The 31-year-old told that for her, it was a way for staff to take their day at their own pace and to treat themselves with “space and kindness” to set up for a productive week.

“A lot of people think it means I sit in my PJs all day in front of the TV and do no work,” she laughed.

“But in reality, it is simply a day where we work from home, don’t schedule in any meetings and generally just treat ourselves with a little more space and kindness to set up for a productive week ahead.

“For us, it means not putting pressure on ourselves to get those big projects done.

“Other things that we might get to do on these days are loads of washing we didn’t get to on the weekend, grocery shopping, planning dinners for the week or walking your dog.

“For one member of my team, it means being able to drop off and pick up her kids from school which she is unable to do during the week.”

Caitlin said she first came across the idea after reading an inspiring article by Marisa Jo on the topic.

For most of her life, she says she has experienced anxiety on Sunday evenings in anticipation for the big week ahead and the expectations that are placed on her for Monday morning.

“For a while now I’ve had an internal battle between the millennial who worked like mad at the beginning of her career to ‘prove herself’ as a hard worker and reconciling with the fact that even though that is what I went through, it doesn’t mean that is the way things should work,” she revealed.

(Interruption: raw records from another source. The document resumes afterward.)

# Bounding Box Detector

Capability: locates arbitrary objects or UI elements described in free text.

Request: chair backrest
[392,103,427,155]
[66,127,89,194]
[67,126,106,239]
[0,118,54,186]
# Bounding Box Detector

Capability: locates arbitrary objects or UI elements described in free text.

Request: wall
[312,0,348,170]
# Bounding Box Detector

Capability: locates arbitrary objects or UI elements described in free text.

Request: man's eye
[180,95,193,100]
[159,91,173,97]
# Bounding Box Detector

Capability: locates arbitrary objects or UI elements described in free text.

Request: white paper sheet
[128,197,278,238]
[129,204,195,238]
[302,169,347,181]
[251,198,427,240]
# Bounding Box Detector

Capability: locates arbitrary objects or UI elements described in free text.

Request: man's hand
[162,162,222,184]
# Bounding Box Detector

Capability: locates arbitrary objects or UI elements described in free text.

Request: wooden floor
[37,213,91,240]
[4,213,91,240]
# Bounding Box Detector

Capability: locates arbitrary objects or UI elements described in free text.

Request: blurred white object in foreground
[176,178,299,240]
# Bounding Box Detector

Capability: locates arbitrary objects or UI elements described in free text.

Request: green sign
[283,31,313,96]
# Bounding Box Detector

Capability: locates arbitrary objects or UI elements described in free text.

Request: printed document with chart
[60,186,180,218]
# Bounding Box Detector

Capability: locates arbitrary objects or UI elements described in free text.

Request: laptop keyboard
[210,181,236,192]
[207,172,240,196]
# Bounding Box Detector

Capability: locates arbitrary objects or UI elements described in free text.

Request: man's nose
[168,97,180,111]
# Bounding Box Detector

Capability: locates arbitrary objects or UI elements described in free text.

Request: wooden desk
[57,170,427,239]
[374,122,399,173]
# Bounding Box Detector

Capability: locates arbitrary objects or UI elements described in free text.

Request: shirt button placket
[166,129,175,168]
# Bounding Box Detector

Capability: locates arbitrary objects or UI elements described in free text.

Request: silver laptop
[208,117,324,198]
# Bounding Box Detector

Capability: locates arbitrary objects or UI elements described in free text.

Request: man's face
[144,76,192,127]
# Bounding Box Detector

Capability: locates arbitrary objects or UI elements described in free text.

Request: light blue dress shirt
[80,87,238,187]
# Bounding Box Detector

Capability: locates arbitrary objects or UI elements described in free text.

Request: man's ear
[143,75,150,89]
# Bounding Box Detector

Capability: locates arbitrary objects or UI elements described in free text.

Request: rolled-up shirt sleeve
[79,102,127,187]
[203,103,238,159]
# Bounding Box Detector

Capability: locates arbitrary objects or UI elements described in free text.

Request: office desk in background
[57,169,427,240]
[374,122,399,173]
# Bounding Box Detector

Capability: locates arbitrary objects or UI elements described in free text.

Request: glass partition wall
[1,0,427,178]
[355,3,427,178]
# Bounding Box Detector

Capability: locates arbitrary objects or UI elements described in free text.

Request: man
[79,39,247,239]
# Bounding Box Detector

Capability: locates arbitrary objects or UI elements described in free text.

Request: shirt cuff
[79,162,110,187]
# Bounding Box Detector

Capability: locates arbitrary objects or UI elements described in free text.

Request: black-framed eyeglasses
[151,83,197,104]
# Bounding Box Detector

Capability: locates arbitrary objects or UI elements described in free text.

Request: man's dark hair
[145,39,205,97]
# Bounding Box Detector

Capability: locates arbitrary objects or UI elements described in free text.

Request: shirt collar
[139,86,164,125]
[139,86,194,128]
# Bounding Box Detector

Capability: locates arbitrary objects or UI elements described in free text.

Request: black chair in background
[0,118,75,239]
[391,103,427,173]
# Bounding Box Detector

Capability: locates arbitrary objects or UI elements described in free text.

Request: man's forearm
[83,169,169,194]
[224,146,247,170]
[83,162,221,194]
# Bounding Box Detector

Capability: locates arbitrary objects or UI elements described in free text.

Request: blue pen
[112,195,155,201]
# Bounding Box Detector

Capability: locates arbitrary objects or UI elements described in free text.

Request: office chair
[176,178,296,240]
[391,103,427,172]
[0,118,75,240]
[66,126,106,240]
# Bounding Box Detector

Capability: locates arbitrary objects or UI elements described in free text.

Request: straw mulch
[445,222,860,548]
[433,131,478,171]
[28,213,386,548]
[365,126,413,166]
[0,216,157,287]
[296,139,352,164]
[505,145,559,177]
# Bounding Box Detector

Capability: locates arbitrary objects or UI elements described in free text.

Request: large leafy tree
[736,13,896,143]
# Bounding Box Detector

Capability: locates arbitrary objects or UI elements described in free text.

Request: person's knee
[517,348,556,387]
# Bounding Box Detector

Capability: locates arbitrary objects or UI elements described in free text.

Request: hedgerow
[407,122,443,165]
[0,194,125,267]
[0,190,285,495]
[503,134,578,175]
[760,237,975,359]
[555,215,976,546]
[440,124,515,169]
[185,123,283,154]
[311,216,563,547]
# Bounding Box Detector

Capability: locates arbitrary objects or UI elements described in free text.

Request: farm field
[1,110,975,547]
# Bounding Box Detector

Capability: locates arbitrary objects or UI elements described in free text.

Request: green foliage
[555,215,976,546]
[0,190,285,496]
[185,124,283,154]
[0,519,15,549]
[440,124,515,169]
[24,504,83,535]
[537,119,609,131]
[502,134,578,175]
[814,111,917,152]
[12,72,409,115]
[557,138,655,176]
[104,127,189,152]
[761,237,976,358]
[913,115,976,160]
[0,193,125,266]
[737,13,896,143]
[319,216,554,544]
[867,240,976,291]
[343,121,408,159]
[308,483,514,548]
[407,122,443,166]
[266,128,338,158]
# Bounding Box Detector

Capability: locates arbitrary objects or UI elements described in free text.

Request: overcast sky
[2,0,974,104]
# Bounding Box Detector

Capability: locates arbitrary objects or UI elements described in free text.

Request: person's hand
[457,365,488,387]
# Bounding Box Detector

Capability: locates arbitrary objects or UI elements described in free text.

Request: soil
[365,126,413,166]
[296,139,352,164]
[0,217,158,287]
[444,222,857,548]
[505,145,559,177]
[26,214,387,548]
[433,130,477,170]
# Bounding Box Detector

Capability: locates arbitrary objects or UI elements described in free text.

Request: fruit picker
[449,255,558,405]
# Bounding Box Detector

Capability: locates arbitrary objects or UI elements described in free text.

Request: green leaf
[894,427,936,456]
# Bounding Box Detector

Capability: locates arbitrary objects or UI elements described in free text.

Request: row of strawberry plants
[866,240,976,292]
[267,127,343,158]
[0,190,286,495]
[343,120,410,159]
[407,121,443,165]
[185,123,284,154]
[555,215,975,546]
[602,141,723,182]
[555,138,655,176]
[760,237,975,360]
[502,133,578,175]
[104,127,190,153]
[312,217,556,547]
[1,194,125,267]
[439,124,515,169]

“Of course, it depends on what industry you work in and what position you hold. But I think that it just seems crazy that we expect everyone to be able to work efficiently in the exact same way.”

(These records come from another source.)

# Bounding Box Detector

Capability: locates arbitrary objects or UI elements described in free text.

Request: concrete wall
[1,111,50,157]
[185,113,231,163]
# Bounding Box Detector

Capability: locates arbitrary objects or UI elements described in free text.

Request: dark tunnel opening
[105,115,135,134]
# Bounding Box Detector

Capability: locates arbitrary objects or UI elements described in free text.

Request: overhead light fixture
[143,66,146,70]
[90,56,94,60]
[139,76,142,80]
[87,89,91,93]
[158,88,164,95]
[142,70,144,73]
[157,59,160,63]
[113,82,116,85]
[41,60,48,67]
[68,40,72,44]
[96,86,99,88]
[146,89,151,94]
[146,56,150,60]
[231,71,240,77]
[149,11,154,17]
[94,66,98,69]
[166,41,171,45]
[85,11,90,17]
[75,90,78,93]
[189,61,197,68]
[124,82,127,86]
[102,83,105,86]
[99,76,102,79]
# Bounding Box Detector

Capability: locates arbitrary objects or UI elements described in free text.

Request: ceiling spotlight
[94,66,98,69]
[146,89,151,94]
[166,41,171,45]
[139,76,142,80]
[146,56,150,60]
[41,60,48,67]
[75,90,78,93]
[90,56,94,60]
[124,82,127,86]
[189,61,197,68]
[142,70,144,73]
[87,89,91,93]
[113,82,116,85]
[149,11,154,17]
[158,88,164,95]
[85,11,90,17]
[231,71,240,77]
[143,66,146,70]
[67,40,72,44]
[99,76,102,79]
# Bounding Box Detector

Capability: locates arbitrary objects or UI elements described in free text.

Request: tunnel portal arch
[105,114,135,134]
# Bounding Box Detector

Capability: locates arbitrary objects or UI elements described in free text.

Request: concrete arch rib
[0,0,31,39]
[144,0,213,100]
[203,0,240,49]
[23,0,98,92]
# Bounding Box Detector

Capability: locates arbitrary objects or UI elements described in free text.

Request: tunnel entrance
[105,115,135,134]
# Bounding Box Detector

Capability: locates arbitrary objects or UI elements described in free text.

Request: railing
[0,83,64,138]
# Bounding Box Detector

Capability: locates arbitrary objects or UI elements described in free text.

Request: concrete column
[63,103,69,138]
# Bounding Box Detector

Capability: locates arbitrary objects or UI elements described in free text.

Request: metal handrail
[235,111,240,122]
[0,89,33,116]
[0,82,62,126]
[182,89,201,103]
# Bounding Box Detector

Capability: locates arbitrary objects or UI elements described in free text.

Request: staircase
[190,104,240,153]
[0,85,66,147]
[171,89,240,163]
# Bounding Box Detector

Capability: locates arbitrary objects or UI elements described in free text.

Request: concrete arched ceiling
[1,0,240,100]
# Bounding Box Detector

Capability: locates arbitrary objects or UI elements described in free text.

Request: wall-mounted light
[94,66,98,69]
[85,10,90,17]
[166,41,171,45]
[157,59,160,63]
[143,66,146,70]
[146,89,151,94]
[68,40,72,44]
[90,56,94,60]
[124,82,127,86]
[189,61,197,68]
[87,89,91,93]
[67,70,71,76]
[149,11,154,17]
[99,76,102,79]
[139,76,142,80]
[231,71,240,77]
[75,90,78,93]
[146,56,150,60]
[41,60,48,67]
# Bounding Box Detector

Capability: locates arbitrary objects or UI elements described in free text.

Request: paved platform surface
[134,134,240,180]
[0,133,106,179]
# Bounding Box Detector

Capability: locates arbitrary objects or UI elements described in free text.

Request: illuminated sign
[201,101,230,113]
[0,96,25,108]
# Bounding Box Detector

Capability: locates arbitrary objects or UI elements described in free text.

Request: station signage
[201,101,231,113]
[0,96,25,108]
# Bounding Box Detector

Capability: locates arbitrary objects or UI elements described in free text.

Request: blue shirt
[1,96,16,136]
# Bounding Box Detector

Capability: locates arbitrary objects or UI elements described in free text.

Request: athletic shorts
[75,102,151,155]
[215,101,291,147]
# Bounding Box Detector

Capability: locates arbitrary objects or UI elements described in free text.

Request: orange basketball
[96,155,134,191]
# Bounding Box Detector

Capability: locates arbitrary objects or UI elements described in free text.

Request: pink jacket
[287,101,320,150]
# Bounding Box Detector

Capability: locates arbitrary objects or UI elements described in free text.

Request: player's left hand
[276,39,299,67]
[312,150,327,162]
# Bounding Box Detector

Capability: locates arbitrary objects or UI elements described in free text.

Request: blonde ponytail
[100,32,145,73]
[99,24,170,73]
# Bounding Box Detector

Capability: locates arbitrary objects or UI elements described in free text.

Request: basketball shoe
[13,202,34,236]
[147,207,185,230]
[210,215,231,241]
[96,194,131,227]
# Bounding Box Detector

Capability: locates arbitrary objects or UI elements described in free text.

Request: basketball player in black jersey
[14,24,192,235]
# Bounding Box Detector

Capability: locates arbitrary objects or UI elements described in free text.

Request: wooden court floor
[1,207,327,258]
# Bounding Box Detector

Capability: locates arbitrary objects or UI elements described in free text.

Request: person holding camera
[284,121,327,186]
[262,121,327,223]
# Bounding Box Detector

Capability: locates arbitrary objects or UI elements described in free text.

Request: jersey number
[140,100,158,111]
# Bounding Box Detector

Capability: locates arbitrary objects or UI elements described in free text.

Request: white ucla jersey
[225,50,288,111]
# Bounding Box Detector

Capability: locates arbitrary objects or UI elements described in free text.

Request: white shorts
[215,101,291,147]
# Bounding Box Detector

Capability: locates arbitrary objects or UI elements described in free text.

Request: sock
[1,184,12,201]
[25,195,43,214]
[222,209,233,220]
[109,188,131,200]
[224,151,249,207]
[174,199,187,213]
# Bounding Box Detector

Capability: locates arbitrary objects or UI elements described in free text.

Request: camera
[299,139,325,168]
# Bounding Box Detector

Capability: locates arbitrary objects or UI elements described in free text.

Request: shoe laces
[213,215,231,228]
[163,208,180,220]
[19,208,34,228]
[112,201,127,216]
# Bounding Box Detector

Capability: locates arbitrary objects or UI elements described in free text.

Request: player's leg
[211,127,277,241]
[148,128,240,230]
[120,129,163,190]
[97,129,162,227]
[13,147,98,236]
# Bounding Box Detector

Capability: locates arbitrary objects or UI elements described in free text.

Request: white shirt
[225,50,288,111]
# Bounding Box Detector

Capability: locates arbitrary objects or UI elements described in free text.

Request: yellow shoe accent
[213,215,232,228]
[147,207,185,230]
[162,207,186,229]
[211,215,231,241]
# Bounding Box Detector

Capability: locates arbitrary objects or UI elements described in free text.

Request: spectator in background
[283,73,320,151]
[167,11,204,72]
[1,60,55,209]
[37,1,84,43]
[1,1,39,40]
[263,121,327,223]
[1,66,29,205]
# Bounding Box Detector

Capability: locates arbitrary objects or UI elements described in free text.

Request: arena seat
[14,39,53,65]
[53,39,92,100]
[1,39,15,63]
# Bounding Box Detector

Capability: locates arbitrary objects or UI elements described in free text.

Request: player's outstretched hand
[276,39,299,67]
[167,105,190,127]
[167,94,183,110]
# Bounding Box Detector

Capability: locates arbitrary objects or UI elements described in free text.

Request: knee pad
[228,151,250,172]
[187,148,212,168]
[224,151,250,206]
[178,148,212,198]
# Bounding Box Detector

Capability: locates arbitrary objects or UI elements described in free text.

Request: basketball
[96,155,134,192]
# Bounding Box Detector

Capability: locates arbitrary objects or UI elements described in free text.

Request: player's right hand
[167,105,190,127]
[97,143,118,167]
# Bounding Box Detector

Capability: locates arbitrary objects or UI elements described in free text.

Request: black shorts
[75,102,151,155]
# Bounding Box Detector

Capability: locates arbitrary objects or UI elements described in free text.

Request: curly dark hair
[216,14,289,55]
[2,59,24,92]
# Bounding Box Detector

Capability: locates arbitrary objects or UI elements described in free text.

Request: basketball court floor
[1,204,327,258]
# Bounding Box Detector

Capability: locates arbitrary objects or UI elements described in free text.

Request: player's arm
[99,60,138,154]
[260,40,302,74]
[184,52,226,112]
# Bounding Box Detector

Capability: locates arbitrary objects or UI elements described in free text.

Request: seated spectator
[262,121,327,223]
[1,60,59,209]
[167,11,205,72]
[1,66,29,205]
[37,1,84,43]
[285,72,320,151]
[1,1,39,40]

Despite some negative backlash over the idea, Caitlin said that the changes in her small team since introducing Bare Minimum Mondays have been impressive, with overall happiness and productivity improving.

“My team and I seem happier and more efficient when we’re given ‘permission’ to work when it is good for us and when we’re most productive,” she said.

“Our team are all very capable and have a great level of pride for the work we produce, so the benefits of Bare Minimum Mondays is that we feel supported in our roles and we have space to work in a way that fits around our lives.

“Giving ourselves a quieter start to the week means that the days when we’re in the office together feel more energetic and productive.”